Provided by Katie Lee Biegel
Categories appetizer
Time 45m
Yield 6 to 8 servings
Number Of Ingredients 18
Steps:
- Fill a large Dutch oven halfway with canola oil. Heat to 325 degrees F over medium heat. Place a wire rack in a rimmed baking sheet. Preheat the oven to 200 degrees F.
- While the oil is heating, halve the hot dogs crosswise and skewer each one lengthwise with a takeout chopstick, thick skewer or ice-pop stick. Arrange them in a single layer on a plate and place in the freezer until cold but not frozen, 10 to 15 minutes.

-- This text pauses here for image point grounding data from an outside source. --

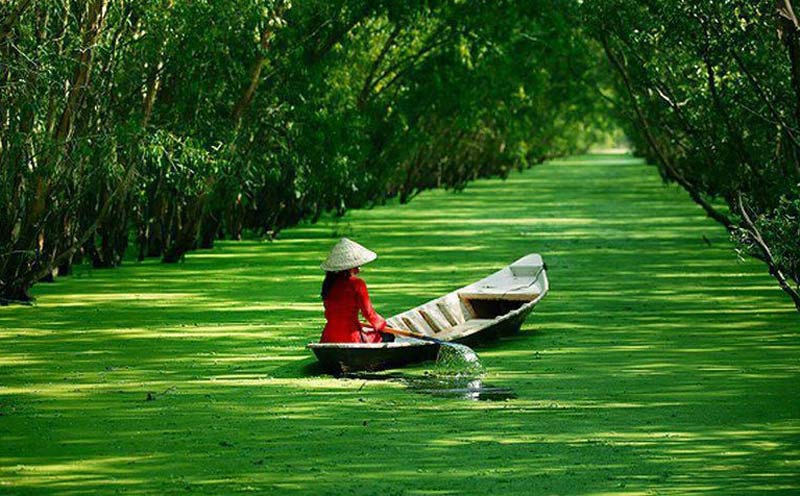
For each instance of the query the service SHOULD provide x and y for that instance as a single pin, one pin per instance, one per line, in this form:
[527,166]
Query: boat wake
[458,360]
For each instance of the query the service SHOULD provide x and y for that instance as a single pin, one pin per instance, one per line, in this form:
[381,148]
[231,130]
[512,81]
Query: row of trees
[710,91]
[157,126]
[152,127]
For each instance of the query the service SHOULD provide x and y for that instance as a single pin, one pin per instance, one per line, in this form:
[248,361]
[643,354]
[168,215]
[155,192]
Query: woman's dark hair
[330,278]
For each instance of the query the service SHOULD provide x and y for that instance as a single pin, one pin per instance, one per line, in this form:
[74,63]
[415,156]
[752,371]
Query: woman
[344,295]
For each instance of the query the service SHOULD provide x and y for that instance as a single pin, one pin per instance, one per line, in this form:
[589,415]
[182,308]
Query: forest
[151,128]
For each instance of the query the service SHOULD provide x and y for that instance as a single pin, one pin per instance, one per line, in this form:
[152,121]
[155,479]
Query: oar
[408,334]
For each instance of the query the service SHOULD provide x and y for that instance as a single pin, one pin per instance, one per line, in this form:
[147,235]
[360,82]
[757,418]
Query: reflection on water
[464,388]
[438,385]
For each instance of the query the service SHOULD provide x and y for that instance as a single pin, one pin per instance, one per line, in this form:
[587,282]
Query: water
[457,359]
[467,388]
[457,374]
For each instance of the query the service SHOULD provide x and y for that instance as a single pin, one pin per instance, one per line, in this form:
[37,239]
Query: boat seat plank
[434,318]
[464,329]
[493,294]
[453,309]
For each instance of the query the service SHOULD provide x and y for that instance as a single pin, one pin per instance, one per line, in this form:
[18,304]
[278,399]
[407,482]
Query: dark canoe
[492,307]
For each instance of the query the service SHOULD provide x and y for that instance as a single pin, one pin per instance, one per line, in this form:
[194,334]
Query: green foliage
[189,121]
[709,92]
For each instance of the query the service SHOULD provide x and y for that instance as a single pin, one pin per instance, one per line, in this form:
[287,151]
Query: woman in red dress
[345,295]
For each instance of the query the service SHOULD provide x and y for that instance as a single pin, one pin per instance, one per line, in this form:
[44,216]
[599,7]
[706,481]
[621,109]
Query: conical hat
[347,254]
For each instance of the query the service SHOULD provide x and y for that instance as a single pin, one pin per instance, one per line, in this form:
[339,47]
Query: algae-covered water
[658,363]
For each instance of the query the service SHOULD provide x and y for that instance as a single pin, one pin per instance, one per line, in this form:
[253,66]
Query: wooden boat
[494,306]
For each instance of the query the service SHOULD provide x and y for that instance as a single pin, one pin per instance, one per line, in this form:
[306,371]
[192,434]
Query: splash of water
[457,360]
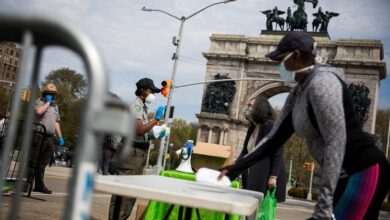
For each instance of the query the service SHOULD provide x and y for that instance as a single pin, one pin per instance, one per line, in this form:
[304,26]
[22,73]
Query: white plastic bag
[209,177]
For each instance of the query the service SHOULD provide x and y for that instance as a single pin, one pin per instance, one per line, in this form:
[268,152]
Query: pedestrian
[109,146]
[121,207]
[355,175]
[269,172]
[48,115]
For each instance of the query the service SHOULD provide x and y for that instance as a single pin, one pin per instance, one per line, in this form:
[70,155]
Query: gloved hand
[159,113]
[48,98]
[61,141]
[162,134]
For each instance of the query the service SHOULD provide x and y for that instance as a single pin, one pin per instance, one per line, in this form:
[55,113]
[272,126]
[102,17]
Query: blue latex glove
[188,145]
[159,113]
[48,98]
[162,134]
[61,141]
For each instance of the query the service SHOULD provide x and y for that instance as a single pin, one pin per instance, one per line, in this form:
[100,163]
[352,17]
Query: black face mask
[48,93]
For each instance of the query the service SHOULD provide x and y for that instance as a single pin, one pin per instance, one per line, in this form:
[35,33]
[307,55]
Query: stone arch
[269,90]
[216,135]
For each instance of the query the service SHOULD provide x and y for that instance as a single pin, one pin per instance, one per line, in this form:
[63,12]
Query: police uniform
[121,207]
[42,150]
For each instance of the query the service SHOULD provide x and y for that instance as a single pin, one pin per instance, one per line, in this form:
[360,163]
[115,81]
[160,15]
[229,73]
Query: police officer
[121,207]
[47,114]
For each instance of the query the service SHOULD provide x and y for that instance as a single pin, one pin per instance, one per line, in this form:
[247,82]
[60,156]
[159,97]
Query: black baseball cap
[146,83]
[295,40]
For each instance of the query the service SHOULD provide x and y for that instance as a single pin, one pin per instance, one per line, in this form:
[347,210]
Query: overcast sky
[136,44]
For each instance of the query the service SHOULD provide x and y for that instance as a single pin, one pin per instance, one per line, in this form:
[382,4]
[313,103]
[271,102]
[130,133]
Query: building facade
[239,56]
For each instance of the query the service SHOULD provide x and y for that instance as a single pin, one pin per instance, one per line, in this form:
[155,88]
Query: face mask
[248,114]
[150,98]
[287,75]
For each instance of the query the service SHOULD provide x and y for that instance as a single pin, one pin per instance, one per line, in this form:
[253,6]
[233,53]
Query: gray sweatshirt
[324,91]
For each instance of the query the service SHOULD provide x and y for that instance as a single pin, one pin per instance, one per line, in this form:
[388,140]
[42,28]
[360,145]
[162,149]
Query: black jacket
[256,177]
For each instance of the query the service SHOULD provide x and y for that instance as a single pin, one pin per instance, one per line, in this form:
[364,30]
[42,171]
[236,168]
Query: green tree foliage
[69,80]
[70,99]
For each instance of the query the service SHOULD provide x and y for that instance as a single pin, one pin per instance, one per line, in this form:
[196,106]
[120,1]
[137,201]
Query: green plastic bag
[267,208]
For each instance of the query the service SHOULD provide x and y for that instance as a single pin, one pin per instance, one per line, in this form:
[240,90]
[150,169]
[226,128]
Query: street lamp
[177,43]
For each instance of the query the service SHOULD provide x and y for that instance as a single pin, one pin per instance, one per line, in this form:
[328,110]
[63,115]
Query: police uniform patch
[137,108]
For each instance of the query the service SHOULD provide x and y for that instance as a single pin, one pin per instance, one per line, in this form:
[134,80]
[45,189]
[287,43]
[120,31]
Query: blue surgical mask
[249,113]
[287,75]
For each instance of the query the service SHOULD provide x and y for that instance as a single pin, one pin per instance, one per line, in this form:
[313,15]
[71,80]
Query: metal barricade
[39,135]
[100,115]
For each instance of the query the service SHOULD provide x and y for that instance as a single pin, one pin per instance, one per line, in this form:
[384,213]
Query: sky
[134,44]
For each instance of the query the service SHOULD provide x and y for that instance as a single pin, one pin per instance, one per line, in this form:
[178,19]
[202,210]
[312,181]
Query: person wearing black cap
[355,175]
[121,207]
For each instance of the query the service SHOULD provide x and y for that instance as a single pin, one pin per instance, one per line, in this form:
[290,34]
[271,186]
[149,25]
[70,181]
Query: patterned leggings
[360,195]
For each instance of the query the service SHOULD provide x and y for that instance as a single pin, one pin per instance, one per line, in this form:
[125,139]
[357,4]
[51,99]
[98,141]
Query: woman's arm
[268,145]
[325,96]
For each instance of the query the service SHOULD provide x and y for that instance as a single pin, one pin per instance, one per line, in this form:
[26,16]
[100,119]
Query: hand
[61,141]
[159,113]
[222,174]
[48,98]
[162,134]
[272,182]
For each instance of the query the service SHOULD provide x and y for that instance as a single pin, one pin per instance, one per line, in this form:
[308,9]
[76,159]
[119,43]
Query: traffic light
[26,95]
[307,166]
[166,87]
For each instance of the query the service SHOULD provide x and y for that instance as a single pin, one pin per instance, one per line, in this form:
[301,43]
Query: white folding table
[182,192]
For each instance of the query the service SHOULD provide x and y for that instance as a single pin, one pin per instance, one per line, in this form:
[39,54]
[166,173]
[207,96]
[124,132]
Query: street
[42,206]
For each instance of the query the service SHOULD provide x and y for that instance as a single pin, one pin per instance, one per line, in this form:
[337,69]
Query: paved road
[41,206]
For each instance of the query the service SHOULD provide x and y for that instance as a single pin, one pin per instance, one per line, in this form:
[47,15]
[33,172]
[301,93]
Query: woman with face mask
[268,172]
[355,175]
[121,207]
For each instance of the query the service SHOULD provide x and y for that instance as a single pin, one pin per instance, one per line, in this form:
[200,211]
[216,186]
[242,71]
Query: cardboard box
[213,156]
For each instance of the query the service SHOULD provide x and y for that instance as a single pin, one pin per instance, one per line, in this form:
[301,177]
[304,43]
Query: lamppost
[177,43]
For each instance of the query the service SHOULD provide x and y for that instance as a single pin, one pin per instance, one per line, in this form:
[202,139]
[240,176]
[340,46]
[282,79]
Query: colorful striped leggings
[360,195]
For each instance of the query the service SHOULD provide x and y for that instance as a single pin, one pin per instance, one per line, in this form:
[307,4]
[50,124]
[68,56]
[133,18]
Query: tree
[4,99]
[68,80]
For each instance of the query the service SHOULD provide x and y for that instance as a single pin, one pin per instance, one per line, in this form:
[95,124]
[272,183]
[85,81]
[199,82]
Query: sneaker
[43,190]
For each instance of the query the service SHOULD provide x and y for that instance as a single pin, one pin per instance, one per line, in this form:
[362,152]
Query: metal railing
[100,115]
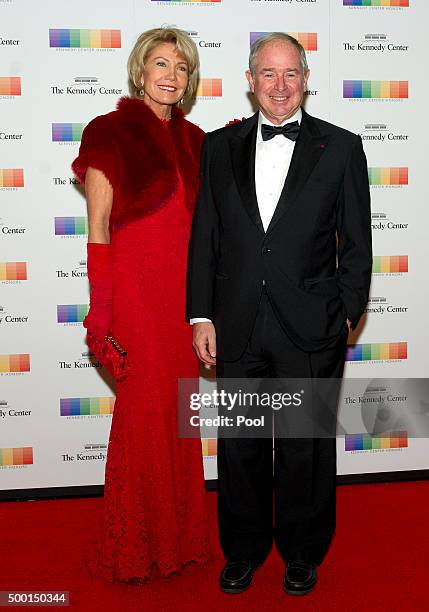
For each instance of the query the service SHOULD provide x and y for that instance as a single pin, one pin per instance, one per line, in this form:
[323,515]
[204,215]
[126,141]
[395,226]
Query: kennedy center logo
[71,226]
[375,90]
[366,442]
[71,313]
[307,39]
[13,271]
[10,87]
[390,264]
[209,88]
[379,351]
[67,132]
[16,456]
[65,38]
[11,178]
[15,364]
[377,3]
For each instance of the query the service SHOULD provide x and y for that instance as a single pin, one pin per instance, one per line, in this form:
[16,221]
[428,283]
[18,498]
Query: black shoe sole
[303,592]
[238,590]
[235,591]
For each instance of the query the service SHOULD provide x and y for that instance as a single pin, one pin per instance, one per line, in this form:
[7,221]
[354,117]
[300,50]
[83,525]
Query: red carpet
[379,559]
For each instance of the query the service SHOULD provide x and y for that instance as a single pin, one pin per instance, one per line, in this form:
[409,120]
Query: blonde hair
[148,40]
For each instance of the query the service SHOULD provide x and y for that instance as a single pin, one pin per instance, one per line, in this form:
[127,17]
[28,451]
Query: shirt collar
[262,119]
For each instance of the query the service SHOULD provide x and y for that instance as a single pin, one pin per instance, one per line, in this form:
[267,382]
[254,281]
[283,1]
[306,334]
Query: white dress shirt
[272,163]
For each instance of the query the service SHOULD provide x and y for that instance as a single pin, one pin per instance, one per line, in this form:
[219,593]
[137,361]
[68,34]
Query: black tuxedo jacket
[315,257]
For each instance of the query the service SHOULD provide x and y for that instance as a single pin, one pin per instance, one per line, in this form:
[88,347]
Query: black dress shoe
[237,576]
[300,577]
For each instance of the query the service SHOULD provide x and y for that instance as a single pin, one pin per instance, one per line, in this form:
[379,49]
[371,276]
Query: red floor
[379,559]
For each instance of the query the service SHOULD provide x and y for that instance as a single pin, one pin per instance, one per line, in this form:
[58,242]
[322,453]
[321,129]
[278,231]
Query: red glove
[99,318]
[98,321]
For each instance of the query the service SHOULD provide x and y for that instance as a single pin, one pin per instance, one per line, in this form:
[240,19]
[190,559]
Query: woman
[140,166]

- Mix together the milk, brown sugar and egg in a large bowl with a rubber spatula. Add the all-purpose flour, rice flour, baking powder and salt and stir until combined and smooth. The batter should be thicker than a pancake batter, but you should be able to wrap it around the dogs easily. Add another tablespoon or two of water if the mixture gets too thick. Place the panko and sweet potato fries, if using, in separate wide shallow bowls or baking dishes.
- To make the regular dogs (without the sweet potatoes), dip the hot dogs one at a time in the batter, making sure the entire dog is coated. Roll the battered dog in the panko, then drop it in the hot oil. You can fry 4 to 5 at a time. Fry until deep golden brown, 3 to 5 minutes, then remove with a slotted spoon to the rack-lined baking sheet. Place the baking sheet in the oven to keep the dogs warm and repeat with the remaining hot dogs, allowing the oil to return to 325 degrees F before frying the next batch.
- Or, to make the sweet potato dogs, dip the hot dogs one at a time in the batter, then roll in the sweet potato mixture, firmly pressing on any loose potatoes. Fry until the potatoes and batter are deep golden brown, 4 to 5 minutes, then remove with a slotted spoon to the rack-lined baking sheet. Place the baking sheet in the oven to keep the dogs warm and repeat with the remaining hot dogs, allowing the oil to return to 325 degrees F before frying the next batch.
- When ready to serve, sprinkle with the granulated sugar if desired and drizzle with the Boom Boom Sauce and ketchup or mustard, if using. Serve warm.
- Mix the mayonnaise, sweet chili sauce, sriracha and garlic salt together in a medium bowl. Transfer into a squeeze bottle (if desired). Refrigerate until ready to use.